Managing data for Pattrn¶
Principles of Pattrn Data structure¶
Pattrn works with datasets of events.
An event is defined as row of data that contains a date/time information, as well as a set of geographical coordinates. The details about each event are expressed as a series of attributes in the row of data.
The current version of Pattrn (2.0) can only visualise events with point coordinate; support for other kinds of GeoJSON geometry objects (e.g. linestrings or polygons) may be added in future versions.
The preferred data format for Pattrn datasets from Pattrn version 2.0 onwards is GeoJSON, as this provides much better flexibility than the Google Sheets data source type used in Pattrn version 1.0 (and still available as an option in Pattrn v2.0).
For example, GeoJSON files can easily be produced through scripts that gather data from a database, clean and filter it and finally export it to a GeoJSON file. Doing so with Google Sheets is possible but it requires a greater effort and using brittle workflows. Additionally, some Pattrn users will likely want to avoid using Google’s proprietary and opaque cloud services when collecting sensitive data from vulnerable contributors.
Cleaning up data and preparing it for Pattrn¶
When using GeoJSON as data format for Pattrn datasets, you will want to make sure that:
- each object’s geometry is of type
Point(other with any other type of geometry will be ignored by Pattrn)

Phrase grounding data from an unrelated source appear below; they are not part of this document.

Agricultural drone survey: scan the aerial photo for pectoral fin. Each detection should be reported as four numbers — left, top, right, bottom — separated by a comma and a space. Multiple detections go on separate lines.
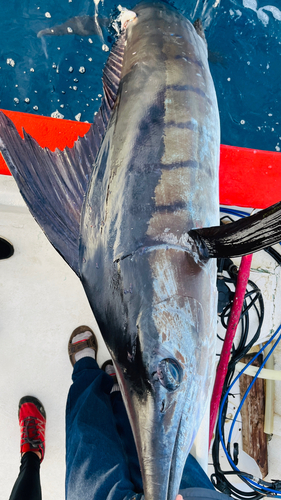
189, 202, 281, 258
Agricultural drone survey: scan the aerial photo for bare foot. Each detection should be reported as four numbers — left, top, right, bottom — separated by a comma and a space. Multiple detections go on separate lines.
176, 496, 183, 500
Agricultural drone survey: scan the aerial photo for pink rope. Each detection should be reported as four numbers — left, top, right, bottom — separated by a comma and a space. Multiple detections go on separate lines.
209, 253, 253, 448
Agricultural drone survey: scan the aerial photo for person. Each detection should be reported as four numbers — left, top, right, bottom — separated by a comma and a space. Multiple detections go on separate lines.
9, 325, 230, 500
9, 395, 45, 500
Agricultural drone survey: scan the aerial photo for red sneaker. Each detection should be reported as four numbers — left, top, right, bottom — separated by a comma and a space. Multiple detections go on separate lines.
18, 396, 46, 463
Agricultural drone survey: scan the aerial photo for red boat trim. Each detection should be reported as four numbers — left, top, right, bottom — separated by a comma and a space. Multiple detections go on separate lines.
0, 110, 281, 209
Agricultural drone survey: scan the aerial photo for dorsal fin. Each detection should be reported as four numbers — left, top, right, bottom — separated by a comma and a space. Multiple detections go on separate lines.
0, 33, 126, 276
193, 19, 207, 45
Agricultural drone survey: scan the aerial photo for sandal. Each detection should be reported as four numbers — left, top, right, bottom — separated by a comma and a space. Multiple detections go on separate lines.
101, 359, 117, 384
68, 325, 98, 366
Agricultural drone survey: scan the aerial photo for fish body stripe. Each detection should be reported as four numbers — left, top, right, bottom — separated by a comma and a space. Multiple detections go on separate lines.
149, 28, 218, 234
166, 84, 212, 104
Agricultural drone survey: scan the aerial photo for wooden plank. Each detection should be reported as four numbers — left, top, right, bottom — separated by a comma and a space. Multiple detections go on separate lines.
239, 354, 268, 478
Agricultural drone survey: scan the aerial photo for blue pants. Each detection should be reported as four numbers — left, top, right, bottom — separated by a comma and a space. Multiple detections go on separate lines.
65, 357, 214, 500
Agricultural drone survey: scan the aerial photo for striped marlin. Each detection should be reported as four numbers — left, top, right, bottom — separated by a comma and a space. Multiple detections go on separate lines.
1, 2, 281, 499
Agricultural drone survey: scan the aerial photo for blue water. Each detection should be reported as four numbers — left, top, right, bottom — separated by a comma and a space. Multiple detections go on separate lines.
0, 0, 281, 152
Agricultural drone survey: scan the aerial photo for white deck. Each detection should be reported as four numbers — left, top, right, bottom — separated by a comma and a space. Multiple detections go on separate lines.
0, 175, 112, 498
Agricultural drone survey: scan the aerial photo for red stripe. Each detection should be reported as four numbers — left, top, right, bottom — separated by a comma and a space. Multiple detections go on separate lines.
1, 109, 281, 209
219, 144, 281, 209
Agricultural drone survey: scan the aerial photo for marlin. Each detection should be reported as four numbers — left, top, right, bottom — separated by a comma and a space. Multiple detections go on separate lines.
1, 3, 281, 499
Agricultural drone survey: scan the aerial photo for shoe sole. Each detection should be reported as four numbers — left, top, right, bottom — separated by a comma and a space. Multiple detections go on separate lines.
18, 395, 46, 419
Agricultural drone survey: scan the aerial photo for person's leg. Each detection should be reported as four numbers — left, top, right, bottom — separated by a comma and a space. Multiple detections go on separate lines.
180, 453, 215, 490
9, 452, 42, 500
9, 396, 46, 500
110, 391, 143, 493
101, 361, 212, 494
102, 360, 142, 492
65, 353, 142, 500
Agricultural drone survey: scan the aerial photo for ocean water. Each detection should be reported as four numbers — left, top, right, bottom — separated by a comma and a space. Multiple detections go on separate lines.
0, 0, 281, 152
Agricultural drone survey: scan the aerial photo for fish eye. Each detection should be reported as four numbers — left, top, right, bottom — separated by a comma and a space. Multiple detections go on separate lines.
157, 358, 182, 392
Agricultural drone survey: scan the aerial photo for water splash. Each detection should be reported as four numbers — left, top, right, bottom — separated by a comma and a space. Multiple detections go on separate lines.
93, 0, 105, 47
192, 0, 221, 28
40, 36, 48, 59
243, 0, 281, 26
112, 5, 137, 36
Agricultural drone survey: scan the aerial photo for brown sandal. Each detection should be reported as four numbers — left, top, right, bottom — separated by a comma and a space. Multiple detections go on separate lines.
68, 325, 98, 366
101, 360, 118, 384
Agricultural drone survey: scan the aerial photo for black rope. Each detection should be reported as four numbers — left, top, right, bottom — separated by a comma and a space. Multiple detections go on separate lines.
211, 238, 281, 499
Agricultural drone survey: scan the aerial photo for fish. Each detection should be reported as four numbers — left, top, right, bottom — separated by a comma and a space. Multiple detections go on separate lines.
1, 2, 281, 499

Additionally, a few core properties, when set (if not compulsory), must have exactly the names listed below:
- A date and time must be provided for each object, using the
ISO 8601 format. Year,
month, day of the month, hour and minute must be provided for
each event (although times are not used in charts, so if dealing
with events with no time you may want to set an arbitrary time of
the day such as 12:00). Timezone offsets are currently not supported.
Events without a
pattrn_date_timeproperty defined, or whose
pattrn_date_timeproperty cannot be parsed as an ISO 8601 date/time will automatically be discarded while the dataset is being first loaded.

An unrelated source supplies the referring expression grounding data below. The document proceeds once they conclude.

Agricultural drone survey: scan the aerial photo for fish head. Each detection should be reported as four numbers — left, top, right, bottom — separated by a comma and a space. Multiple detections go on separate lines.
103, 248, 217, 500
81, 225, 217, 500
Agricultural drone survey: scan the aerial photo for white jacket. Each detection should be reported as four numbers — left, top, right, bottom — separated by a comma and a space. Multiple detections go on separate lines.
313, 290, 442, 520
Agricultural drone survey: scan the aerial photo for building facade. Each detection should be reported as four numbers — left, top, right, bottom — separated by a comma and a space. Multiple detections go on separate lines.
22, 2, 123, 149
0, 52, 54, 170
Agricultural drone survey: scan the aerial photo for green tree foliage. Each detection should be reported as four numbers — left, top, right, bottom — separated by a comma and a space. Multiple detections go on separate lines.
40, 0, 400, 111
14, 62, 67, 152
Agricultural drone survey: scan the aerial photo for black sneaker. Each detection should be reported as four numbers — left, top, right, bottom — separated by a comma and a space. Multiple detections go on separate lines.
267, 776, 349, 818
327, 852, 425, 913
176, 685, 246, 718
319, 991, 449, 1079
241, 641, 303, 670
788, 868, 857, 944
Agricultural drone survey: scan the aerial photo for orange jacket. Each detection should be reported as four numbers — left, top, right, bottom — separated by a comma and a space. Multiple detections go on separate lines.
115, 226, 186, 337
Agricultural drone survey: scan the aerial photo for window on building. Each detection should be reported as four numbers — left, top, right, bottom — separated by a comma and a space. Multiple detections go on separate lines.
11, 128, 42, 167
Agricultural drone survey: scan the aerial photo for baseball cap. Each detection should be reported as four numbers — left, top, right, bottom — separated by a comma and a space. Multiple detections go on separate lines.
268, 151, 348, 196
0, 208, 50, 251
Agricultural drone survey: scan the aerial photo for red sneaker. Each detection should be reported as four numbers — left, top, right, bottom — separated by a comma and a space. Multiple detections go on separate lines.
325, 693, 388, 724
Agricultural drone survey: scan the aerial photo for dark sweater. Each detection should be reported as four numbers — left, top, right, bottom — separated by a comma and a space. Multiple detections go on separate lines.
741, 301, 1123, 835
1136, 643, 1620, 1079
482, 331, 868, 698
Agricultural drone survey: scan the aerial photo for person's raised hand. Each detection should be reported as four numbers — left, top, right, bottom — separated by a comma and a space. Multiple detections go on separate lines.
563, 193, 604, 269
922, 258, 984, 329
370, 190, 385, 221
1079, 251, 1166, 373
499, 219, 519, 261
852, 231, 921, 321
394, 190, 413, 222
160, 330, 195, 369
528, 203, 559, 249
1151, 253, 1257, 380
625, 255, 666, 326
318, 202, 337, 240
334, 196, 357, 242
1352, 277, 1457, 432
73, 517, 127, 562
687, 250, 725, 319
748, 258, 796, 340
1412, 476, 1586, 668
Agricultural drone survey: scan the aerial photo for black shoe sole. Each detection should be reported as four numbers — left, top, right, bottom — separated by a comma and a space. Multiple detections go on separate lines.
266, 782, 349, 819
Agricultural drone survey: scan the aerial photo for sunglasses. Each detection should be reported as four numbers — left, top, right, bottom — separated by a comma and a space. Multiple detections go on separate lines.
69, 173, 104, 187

- A name of the location where the event described by the object happened (this is displayed in each event’s detail view).
- A short description of the event (this is displayed in each event’s detail view).
All the other properties/variables can have arbitrary names, but it is advisable to:
- only use alphanumeric characters and the underscore (
_) character (avoiding any other characters, foremost spaces)
- keep variable names short; this reduces the size of the GeoJSON file and these short names will not be displayed to the App’s users if a descriptive label for each field is specified in the instance’s metadata file
Preparing metadata for a dataset¶
When loading a dataset, Pattrn will use the variable names listed above for its core variables and interpret them according to the meaning defined; all other (i.e. dataset-specific) variables need to be configured in a metadata file so that Pattrn can use them correctly, for example by plotting integer variables on line charts, tag and boolean variables on bar charts, and so on. Additionally, a metadata file can (and definitely should) be used to associate a brief, meaningful description to each variable: the Pattrn code will use the short variable name contained in the GeoJSON file, while showing to users the brief description configured.
Whereas for the sake of simplicity the YAML file format is used in the
tutorial, Pattrn can also read metadata files in JSON format: by using
.json file extension instead of
.yaml, Pattrn will process
the metadata file accordingly.
Google Sheets datasets¶
The Google Sheets data source was the only available option in the first version of Pattrn. Using Google Sheets (whether by editing data directly in the sheet or through the Pattrn Editor) can be easier than handling a GeoJSON file for first-time users, although the way this kind of data source is used in Pattrn has several limitations:
- only variables of type integer, tag and boolean are supported (no variables of type tree, which were introduced with Pattrn 2.0)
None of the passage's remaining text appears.